Nel tempo dell’individualismo e della libertà sciolta dalle responsabilità la sfida è custodire la dimensione comunitaria del lavoro. La stessa Simone Weil rifletteva che «le cose sarebbero diverse se l’operaio sapesse chiaramente, ogni giorno, ogni istante, quale luogo occupi, nella produzione della fabbrica, quel che sta facendo e quale posto occupi nella vita sociale la fabbrica nella quale lavora». Insomma, il legame sociale è determinante per esprimere la qualità del lavoro. Quest’ultimo rimane, infatti, esperienza di comunità a diversi livelli: la produzione risponde a una domanda della società, gli uffici o le fabbriche o gli spazi di coworking sono comunità di vita, le regole a tutela dei lavoratori sono frutto della qualità democratica di un Paese.
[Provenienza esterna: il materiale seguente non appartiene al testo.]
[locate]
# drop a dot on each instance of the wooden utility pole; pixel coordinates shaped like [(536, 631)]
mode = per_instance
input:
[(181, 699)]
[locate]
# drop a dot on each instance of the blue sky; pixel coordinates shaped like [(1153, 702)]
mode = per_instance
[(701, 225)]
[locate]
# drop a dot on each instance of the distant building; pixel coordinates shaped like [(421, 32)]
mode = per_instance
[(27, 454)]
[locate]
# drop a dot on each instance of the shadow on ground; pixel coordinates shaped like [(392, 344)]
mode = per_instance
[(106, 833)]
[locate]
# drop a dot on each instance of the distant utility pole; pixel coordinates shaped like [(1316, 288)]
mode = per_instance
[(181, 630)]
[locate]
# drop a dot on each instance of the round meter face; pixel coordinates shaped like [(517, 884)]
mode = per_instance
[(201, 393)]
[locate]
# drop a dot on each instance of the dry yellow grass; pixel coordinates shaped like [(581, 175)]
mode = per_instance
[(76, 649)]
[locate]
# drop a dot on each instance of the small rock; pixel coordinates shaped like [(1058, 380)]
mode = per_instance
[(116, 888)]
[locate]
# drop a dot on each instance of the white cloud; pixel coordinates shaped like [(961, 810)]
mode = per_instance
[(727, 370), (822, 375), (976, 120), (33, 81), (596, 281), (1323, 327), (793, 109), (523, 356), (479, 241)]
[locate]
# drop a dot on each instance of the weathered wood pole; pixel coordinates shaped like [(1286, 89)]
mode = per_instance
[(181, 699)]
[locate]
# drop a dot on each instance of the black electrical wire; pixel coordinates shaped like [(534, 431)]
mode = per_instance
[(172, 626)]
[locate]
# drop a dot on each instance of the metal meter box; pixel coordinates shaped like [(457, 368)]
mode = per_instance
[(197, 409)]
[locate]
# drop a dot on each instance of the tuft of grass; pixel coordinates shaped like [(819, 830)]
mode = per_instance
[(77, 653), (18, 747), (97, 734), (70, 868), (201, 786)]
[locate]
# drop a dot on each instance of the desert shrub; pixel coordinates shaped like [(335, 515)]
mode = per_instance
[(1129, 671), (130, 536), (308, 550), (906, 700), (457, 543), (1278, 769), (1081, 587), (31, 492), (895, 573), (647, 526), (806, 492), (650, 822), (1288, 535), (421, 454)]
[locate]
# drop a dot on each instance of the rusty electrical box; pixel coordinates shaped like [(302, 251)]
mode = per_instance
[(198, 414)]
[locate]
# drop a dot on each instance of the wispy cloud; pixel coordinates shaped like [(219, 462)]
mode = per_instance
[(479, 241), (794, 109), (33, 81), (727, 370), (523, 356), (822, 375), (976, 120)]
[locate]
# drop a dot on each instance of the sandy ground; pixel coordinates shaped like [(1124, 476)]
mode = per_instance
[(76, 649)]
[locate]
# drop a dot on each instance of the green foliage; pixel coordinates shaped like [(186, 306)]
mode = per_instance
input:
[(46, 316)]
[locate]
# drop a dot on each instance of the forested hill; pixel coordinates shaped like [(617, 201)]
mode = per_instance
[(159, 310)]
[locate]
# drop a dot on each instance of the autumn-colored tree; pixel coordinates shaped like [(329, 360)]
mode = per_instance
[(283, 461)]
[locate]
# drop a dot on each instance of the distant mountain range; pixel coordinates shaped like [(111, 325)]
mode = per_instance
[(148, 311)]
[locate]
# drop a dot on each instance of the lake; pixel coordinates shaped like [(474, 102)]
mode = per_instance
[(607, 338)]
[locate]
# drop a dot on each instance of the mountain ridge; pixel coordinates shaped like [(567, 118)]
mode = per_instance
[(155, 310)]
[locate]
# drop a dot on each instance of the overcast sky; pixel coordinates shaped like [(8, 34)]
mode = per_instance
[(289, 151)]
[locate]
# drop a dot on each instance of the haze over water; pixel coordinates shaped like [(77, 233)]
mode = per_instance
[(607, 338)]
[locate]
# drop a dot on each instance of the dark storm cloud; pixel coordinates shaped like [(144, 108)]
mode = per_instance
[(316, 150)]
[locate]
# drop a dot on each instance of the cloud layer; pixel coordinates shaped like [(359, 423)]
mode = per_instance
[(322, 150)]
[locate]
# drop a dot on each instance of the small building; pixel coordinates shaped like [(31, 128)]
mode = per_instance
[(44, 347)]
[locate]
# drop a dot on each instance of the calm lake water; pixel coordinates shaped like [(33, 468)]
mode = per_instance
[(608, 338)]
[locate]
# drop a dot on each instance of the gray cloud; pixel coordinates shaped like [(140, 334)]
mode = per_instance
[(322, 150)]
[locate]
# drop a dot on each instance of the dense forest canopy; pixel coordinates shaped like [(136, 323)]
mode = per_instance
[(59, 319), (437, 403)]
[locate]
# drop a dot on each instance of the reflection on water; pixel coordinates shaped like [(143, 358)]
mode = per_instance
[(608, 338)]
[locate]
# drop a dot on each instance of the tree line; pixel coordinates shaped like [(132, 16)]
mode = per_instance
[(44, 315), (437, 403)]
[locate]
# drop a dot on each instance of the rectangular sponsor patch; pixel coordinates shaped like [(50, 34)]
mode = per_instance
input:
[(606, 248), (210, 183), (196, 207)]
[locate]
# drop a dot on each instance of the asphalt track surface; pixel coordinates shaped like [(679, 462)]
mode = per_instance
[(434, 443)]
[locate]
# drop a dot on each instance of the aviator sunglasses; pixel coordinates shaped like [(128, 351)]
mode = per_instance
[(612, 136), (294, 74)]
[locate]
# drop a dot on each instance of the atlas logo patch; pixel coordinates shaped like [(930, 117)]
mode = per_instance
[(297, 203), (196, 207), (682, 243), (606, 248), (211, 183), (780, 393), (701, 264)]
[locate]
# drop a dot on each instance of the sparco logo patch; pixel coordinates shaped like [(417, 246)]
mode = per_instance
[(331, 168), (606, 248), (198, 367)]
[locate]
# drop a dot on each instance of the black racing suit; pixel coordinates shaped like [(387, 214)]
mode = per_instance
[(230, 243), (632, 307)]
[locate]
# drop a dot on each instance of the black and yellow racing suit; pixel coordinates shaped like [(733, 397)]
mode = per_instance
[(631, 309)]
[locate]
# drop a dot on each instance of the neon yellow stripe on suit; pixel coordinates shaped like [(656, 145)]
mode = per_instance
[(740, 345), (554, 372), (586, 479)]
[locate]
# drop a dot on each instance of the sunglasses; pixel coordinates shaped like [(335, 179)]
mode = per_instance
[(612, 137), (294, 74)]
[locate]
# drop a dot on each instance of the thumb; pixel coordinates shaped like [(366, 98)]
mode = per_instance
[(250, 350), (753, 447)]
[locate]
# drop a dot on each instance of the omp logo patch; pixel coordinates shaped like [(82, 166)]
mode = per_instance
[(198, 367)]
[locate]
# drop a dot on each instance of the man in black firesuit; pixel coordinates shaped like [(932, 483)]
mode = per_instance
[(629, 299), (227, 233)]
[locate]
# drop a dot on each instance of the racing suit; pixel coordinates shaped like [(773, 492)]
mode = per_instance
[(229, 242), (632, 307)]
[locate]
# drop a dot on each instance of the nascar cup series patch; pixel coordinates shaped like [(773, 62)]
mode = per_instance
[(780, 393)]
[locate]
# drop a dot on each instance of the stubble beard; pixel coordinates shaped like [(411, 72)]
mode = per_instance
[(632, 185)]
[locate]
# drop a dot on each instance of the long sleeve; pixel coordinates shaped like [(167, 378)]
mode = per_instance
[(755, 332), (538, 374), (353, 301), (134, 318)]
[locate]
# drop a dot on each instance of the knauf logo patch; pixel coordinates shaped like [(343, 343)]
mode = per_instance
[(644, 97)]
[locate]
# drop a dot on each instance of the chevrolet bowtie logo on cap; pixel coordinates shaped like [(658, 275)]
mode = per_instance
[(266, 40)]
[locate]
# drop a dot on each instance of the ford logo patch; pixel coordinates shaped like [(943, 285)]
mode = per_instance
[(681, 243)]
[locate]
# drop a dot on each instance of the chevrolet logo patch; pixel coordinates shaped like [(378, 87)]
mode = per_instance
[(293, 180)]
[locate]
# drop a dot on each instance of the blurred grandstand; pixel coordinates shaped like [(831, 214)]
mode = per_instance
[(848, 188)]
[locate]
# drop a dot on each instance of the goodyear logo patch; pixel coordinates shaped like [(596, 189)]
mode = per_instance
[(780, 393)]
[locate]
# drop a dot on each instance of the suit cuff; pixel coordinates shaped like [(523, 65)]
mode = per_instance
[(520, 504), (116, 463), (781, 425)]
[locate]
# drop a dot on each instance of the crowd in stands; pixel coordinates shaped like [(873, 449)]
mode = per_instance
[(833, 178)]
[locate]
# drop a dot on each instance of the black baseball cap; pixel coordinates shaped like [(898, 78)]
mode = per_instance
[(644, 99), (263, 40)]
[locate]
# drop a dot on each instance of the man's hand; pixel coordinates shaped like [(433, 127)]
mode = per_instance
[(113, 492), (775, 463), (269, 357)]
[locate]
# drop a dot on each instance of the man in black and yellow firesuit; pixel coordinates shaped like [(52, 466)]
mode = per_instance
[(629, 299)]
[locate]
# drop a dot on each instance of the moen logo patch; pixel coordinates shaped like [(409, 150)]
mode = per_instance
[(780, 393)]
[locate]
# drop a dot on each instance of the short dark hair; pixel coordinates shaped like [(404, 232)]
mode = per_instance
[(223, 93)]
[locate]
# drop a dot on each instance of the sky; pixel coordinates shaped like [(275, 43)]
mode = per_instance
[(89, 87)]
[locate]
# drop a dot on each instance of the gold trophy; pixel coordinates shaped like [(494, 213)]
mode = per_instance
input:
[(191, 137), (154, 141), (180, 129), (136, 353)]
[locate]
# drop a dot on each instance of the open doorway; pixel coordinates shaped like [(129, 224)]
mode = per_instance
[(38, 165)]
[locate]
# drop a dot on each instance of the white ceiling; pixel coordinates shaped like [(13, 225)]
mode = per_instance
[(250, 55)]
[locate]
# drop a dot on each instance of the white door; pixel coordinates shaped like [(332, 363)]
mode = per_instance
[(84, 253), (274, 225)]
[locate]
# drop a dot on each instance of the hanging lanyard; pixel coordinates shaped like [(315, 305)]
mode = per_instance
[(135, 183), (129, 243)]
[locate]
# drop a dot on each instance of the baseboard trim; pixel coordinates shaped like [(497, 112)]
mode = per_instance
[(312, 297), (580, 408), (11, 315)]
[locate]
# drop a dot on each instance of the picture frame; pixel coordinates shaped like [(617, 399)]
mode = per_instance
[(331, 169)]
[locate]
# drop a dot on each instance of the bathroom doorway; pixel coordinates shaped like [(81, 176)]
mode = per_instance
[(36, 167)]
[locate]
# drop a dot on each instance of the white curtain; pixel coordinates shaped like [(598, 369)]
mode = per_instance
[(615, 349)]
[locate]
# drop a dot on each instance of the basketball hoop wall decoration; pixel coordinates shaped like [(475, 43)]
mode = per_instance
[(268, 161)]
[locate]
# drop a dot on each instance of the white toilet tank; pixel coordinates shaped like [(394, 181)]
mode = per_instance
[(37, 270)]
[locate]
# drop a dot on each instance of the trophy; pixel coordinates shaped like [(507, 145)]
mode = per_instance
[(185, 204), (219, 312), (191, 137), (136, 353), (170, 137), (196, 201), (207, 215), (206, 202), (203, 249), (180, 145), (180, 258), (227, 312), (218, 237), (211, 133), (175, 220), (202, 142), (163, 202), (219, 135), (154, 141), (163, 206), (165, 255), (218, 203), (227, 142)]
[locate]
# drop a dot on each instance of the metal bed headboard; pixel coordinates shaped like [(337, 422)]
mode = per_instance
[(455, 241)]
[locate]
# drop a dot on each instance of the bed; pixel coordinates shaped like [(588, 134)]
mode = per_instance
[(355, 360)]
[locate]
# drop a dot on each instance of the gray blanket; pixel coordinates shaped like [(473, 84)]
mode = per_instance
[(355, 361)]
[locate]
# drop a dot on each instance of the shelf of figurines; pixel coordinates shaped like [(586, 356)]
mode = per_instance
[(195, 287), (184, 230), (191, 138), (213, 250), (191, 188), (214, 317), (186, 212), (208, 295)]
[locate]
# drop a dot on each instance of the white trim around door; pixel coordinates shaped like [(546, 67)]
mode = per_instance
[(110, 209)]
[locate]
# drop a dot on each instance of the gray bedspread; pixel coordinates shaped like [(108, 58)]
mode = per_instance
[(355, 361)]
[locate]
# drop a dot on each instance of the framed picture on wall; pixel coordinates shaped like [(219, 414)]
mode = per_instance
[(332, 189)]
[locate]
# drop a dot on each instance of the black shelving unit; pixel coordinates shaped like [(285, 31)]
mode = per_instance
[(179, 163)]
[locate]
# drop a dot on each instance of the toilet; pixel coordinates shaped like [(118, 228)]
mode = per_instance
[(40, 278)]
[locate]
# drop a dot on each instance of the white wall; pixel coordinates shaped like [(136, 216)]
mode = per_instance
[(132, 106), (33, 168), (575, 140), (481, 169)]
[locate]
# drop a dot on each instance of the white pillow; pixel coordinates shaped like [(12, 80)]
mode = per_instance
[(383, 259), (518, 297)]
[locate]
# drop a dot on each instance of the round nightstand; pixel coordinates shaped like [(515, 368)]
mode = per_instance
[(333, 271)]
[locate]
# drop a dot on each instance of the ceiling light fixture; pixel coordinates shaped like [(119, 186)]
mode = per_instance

A ciò si aggiunga che la trasmissione di competenze per imparare un lavoro è segno di maturità sociale e che ogni passaggio di consegne da una generazione all’altra non avviene senza innovazioni. La dimensione comunitaria libera dall’ansia di prestazione e dal disimpegno. Due facce della stessa medaglia.

Anche la democrazia richiede la sua professionalità. Il lavoro è partecipazione.